The peace plan “cannot proceed” until he is home, because “without Rani, our country can’t heal.” Hamas is reportedly searching Gaza City for his remains.

If that is true, it only underscores what Foreign Minister Gideon Sa’ar told this newspaper: “We know for certain that Hamas can easily release a significant number of hostages in accordance with the agreement.” Hamas can comply. The question is whether it is being made to.

Trump’s levarage matters if Phase 2 is going to work

This is where Trump’s leverage matters. If Phase 2 is to happen, Washington should insist on verifiable compliance before offering Hamas a diplomatic upgrade. That means the last hostage home, no more breaches, and a mechanism that blocks Hamas from rebuilding military power behind “aid.”
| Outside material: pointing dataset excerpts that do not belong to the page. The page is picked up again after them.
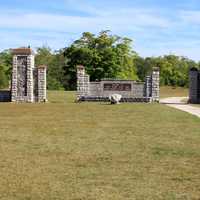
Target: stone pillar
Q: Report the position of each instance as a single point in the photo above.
(148, 86)
(42, 87)
(14, 80)
(82, 82)
(193, 85)
(30, 68)
(155, 85)
(22, 75)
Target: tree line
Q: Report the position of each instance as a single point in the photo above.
(104, 56)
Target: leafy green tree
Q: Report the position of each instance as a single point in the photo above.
(104, 56)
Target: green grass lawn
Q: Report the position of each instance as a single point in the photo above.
(62, 150)
(168, 91)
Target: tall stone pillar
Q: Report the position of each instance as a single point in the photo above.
(22, 75)
(42, 91)
(155, 85)
(14, 80)
(193, 86)
(148, 86)
(82, 82)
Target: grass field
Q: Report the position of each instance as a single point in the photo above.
(168, 91)
(94, 151)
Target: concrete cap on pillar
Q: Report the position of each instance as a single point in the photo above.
(23, 51)
(42, 67)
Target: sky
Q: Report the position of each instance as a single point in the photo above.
(157, 27)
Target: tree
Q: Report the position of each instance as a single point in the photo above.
(104, 56)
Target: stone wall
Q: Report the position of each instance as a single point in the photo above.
(130, 90)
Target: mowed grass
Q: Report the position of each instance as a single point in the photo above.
(94, 151)
(168, 91)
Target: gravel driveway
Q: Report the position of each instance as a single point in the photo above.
(177, 102)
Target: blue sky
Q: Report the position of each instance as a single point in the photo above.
(157, 27)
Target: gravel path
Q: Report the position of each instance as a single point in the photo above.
(177, 102)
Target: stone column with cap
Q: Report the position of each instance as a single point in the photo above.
(42, 91)
(82, 82)
(155, 85)
(22, 75)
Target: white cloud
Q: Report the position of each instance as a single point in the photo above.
(190, 17)
(126, 19)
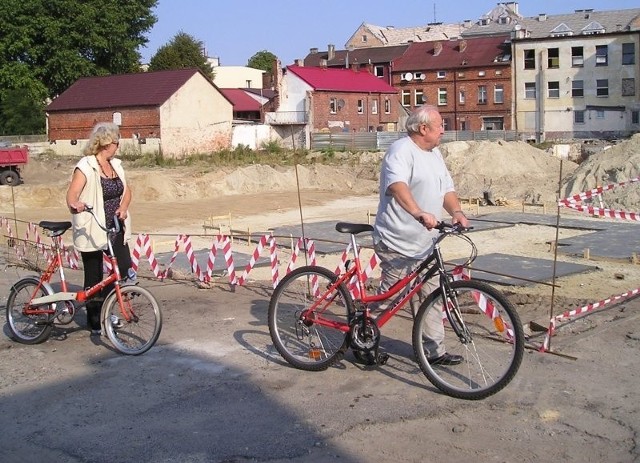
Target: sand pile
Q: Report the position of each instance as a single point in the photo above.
(513, 170)
(617, 164)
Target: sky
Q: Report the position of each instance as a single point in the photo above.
(234, 30)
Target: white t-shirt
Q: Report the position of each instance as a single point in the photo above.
(428, 179)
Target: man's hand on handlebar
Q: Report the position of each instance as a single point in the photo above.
(429, 221)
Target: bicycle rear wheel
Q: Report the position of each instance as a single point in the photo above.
(28, 329)
(302, 342)
(490, 340)
(139, 334)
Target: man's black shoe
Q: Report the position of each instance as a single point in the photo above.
(447, 359)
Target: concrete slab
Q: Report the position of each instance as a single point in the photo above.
(240, 260)
(512, 270)
(610, 240)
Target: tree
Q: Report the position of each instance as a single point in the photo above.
(262, 60)
(182, 51)
(45, 46)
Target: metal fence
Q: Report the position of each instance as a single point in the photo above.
(380, 141)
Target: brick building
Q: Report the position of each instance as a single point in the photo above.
(335, 100)
(469, 80)
(180, 111)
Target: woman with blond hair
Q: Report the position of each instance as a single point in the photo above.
(98, 180)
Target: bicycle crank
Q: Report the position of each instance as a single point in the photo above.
(365, 334)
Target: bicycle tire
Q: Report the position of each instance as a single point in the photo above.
(302, 343)
(137, 336)
(494, 351)
(27, 329)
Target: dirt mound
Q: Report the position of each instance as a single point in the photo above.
(514, 170)
(620, 163)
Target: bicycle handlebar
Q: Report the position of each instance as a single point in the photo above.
(116, 221)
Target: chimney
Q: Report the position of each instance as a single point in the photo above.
(513, 6)
(331, 52)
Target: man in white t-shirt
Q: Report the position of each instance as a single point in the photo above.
(415, 186)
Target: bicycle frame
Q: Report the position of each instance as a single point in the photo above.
(413, 281)
(84, 295)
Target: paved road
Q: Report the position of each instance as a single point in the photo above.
(214, 390)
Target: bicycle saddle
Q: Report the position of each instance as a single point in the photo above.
(353, 228)
(56, 228)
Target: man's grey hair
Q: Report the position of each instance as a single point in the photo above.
(422, 115)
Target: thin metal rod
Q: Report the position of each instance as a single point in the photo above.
(555, 254)
(304, 239)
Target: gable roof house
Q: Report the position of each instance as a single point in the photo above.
(370, 35)
(335, 100)
(469, 80)
(377, 60)
(178, 111)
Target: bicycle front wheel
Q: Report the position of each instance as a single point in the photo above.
(484, 329)
(134, 328)
(31, 328)
(297, 336)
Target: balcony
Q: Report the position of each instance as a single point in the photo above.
(286, 118)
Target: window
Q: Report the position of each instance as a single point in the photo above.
(406, 98)
(628, 86)
(529, 89)
(529, 59)
(482, 94)
(442, 96)
(553, 58)
(498, 94)
(628, 53)
(577, 88)
(577, 57)
(602, 52)
(602, 87)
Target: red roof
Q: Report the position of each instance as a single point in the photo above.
(123, 90)
(341, 80)
(240, 100)
(478, 52)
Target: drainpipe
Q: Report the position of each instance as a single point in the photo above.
(541, 100)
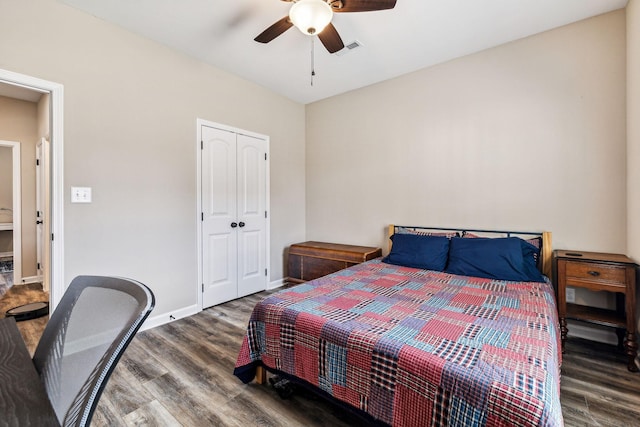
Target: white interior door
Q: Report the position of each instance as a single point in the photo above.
(219, 214)
(251, 200)
(234, 211)
(43, 250)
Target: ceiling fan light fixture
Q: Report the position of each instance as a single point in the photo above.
(310, 16)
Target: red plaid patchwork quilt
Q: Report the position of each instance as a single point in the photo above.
(416, 347)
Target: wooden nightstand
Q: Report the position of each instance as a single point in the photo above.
(310, 260)
(599, 272)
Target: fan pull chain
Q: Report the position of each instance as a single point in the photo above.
(313, 69)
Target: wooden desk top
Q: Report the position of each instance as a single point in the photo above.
(23, 398)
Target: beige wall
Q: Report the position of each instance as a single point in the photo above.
(633, 133)
(130, 109)
(528, 135)
(18, 122)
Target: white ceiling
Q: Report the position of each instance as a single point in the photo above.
(413, 35)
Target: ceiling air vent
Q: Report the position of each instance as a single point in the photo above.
(349, 47)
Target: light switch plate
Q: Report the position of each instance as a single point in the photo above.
(80, 194)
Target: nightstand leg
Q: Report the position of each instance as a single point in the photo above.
(631, 347)
(563, 331)
(621, 333)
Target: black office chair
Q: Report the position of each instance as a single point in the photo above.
(87, 333)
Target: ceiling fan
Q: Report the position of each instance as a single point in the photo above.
(313, 17)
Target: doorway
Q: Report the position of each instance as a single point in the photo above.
(10, 212)
(13, 83)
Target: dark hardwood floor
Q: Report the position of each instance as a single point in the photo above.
(180, 374)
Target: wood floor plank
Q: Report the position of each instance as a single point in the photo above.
(181, 374)
(153, 414)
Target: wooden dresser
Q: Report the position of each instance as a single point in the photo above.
(310, 260)
(599, 272)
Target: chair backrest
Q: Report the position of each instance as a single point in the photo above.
(87, 333)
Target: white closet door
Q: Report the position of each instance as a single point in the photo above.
(219, 238)
(251, 168)
(234, 224)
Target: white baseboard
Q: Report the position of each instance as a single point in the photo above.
(163, 318)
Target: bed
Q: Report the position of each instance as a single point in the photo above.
(427, 336)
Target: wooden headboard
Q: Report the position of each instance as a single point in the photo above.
(546, 252)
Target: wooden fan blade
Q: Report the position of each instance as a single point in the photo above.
(331, 39)
(275, 30)
(361, 5)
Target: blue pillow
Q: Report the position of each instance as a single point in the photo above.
(508, 258)
(413, 250)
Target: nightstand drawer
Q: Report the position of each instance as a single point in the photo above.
(596, 272)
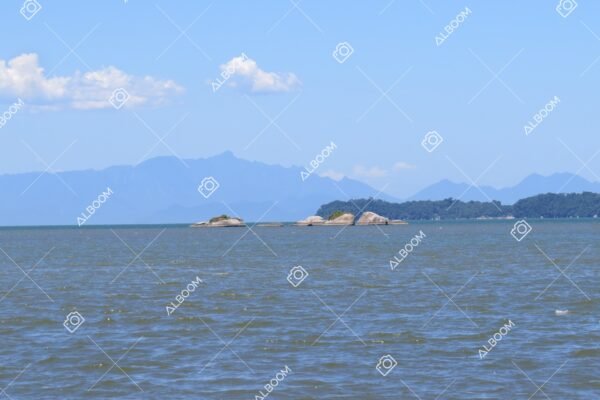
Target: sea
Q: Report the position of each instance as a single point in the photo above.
(428, 310)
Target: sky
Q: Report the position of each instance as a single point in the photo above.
(263, 80)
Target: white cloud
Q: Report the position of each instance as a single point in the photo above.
(401, 166)
(335, 175)
(369, 172)
(244, 73)
(23, 77)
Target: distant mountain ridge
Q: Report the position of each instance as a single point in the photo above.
(530, 186)
(165, 190)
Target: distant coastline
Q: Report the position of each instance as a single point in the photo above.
(549, 205)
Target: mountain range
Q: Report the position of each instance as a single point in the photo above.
(166, 190)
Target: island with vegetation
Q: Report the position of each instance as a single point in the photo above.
(550, 205)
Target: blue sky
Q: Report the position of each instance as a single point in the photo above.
(446, 88)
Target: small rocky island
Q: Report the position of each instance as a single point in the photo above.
(340, 218)
(337, 218)
(222, 221)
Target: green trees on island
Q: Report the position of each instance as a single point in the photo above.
(549, 205)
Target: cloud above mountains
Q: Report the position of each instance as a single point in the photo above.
(243, 73)
(23, 77)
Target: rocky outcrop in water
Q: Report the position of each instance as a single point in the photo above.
(222, 221)
(371, 218)
(343, 219)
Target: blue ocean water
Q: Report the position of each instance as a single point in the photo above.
(236, 321)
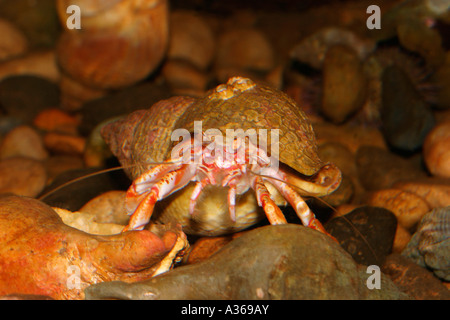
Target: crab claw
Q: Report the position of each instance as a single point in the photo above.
(41, 255)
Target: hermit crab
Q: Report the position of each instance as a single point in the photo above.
(211, 163)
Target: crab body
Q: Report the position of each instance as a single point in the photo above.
(212, 186)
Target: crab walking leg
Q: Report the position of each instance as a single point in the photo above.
(232, 200)
(144, 182)
(196, 193)
(272, 211)
(168, 184)
(301, 208)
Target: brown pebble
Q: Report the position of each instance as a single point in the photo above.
(402, 237)
(59, 164)
(344, 84)
(22, 176)
(436, 150)
(244, 48)
(23, 141)
(56, 120)
(414, 280)
(64, 144)
(191, 39)
(434, 190)
(408, 207)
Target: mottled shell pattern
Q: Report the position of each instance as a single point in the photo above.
(145, 135)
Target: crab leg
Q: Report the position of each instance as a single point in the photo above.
(196, 193)
(147, 197)
(272, 211)
(301, 208)
(232, 200)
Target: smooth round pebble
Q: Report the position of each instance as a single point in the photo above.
(23, 141)
(22, 176)
(380, 169)
(408, 207)
(406, 118)
(436, 150)
(64, 144)
(414, 280)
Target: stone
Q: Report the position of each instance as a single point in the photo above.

Netanyahu, for his part, must arrive with an implementable map for what “day after” governance looks like. A Post analysis said Phase 2 envisages a council of Palestinian technocrats to govern Gaza alongside an international stabilization force and warned that ineffective deployment risks a frozen conflict. Israel should not trade one frozen conflict for another.

Then comes the other file that can swallow everything: Iran. The Post reported that Netanyahu is expected to brief Trump on new plans to strike Iran and on Tehran’s ballistic-missile program. Yet another Post report quoted a US official saying Trump is choosing sanctions, not military force, and has reinstated “maximum pressure.”

Those approaches do not have to collide, but they do have to converge on a shared endgame: Stop Iran’s nuclear and missile progress, and curb its proxy network. That should include the Houthis, whose missiles and drones remain Tehran’s loudest regional megaphone today.

Iran, for its part, is not acting like a regime looking for a quiet off-ramp. In the final week before this meeting, Post reports described Tehran launching satellites “in a show of defiance” and conducting missile tests across multiple cities. Another analysis highlighted how geography and political constraints can push Jerusalem and Washington to assess the same intelligence through different timelines.

That is precisely why the meeting must produce redlines and a timeline that Iran cannot game.

Finally, a word about shiny distractions. Israel’s recognition of Somaliland has already produced a headline Trump could not resist. Asked whether the US would follow Israel’s lead, he replied: “Does anyone know what Somaliland is?” Whatever one thinks of the move, it should not become a substitute for decisions on Gaza and Iran.

On Monday, the agenda should be ruthless: Finish the hostage deal in full, enforce the terms already signed, and lock in US-Israel alignment on Iran. Anything less is a delay with better lighting.